Yapılan Raporda, o şahsın ceza ehliyetini etkileyen bir akıl hastalığı veya akli dengesinin zayıflığı bulunup bulunmadığı yönündeki Adli Tıp raporunda akli dengesi yerinde diyerek duyuru yapmalarını hala şaşkınlıkla karşılarken bu olay biliyorsunuz çok şeye gebe oldu. Garipoğlu ailesi tarafından birçok delil, her şey karartıldı. Şimdi de Garipoğlu'nun kabrinin açılması düşünülüyor. Pazartesi günü inşallah Allah'ın izniyle yapılacak ama minareyi çalan kılıfını hazırlamıştır muhakkak. Üzerinden yıllar geçti. Toprakta artık DNA izi kalmamış olabilir. Toprak türleri var, asit var, DNA'sı yok olmuş olabilir. Her şey olabilir" dedi.
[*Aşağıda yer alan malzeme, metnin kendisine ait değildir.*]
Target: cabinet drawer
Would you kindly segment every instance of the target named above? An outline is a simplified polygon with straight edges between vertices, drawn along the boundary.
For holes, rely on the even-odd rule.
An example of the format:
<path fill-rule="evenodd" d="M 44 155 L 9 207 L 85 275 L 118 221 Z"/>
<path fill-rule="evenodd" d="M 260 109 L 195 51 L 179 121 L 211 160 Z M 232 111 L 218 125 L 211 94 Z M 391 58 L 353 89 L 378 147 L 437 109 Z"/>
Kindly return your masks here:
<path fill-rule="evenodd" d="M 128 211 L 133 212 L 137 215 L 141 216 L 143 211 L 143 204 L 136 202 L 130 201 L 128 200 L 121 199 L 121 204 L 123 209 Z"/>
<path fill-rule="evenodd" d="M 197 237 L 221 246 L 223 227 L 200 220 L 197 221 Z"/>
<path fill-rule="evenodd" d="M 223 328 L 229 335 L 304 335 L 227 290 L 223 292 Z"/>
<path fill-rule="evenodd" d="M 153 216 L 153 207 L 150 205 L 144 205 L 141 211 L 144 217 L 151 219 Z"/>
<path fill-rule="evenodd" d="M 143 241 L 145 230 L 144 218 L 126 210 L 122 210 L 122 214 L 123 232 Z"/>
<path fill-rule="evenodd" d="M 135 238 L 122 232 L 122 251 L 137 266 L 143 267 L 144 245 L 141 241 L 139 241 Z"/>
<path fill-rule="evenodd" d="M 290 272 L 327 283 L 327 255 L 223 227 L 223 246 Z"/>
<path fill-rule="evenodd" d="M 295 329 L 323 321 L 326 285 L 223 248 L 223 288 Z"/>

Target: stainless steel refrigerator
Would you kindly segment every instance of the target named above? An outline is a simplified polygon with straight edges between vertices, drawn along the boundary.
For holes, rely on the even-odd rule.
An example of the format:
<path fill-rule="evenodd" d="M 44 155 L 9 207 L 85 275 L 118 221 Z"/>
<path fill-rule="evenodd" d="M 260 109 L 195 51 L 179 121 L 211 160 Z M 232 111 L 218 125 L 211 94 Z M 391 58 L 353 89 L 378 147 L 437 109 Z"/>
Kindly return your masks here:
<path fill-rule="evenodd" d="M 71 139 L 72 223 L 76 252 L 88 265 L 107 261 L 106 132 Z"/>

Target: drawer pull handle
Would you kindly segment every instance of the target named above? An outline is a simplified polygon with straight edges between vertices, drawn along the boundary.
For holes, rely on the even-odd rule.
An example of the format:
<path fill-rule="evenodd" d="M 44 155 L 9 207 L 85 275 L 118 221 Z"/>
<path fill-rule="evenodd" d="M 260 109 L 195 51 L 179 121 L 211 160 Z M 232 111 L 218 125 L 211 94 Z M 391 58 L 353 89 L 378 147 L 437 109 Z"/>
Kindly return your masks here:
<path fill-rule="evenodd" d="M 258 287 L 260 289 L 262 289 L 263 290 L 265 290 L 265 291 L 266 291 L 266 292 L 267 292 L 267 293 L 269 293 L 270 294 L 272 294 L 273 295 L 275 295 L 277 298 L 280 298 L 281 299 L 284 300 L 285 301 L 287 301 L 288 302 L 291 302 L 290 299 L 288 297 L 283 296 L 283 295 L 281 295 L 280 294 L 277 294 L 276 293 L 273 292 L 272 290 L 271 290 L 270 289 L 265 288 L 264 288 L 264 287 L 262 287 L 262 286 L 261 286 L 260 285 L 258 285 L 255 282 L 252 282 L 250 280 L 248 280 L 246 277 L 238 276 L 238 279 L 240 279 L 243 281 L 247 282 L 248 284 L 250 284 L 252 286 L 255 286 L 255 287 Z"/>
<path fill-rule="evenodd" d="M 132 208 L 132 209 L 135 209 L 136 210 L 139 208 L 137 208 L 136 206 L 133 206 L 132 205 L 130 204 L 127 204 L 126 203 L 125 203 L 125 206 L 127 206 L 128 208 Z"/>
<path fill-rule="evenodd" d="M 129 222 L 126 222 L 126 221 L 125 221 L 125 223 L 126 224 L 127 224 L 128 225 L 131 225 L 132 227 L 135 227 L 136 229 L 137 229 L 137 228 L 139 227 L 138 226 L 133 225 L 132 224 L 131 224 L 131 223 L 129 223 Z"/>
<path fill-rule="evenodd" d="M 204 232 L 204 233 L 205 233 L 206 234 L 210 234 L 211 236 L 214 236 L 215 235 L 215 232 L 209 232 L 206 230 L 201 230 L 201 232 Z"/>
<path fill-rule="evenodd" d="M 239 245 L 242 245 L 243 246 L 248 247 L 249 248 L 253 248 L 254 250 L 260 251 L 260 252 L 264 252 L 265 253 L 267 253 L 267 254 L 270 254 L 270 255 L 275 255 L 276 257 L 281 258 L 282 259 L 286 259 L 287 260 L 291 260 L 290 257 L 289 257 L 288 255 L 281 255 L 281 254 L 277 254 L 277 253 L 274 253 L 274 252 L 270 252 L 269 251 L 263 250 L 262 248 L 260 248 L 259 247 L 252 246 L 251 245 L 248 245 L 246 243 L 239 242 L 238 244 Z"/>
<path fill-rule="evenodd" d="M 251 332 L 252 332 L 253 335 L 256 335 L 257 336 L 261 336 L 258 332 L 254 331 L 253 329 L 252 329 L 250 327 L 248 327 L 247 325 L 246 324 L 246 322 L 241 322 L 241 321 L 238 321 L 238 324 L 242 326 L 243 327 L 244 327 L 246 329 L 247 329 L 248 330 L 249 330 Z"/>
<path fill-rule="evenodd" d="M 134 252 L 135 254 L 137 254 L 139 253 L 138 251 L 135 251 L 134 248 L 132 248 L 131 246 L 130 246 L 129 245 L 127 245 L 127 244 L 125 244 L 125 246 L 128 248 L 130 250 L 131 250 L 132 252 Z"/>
"Sonuçta giden geri gelmiyor" diyen teyze, "Biz yaşadığımız acıyı biliriz. Ama ne diyelim Ben çocuğumuzun cennette olduğunu düşünüyorum. Ablam, eniştem, aile bitik durumda. Giden can geri gelmiyor. Allah bunu bize yaşatanlara da aynısını yaşatsın inşallah" diye konuşmuş. Çok haklı teyze, giden hiçbir zaman geri gelmiyor ve yaşanan acılar ise bir köz gibi yürekleri her daim yakmaya devam ediyor.
Şer ekseninin ana dinamosu olarak gördüğüm bu kişi hakkında benim burada dikkatinize sunmak istediğim ise; testereyle kız arkadaşını katleden ve sonrasında ise cezaevinde intihar eden bir gencin geldiği noktanın tezahürü aslında. Öncelikle biz toplumumuzun DNA'sını çekip analizler yapmamız lazım. Evet yine son günlerde yaşanan 8 yaşındaki Narin kızımızı da unutmayalım ve unutturmayalım. Böylesi katliamların altına imza atan şahıslarında adli makamlarca en ağır cezayı almaları için de mutlaka kararlı bir şekilde hem yazılarımızı, hem yorumlarımızı ve en önemlisi de kararlılığımızı sürdürmemizde yarar var diye düşünüyorum.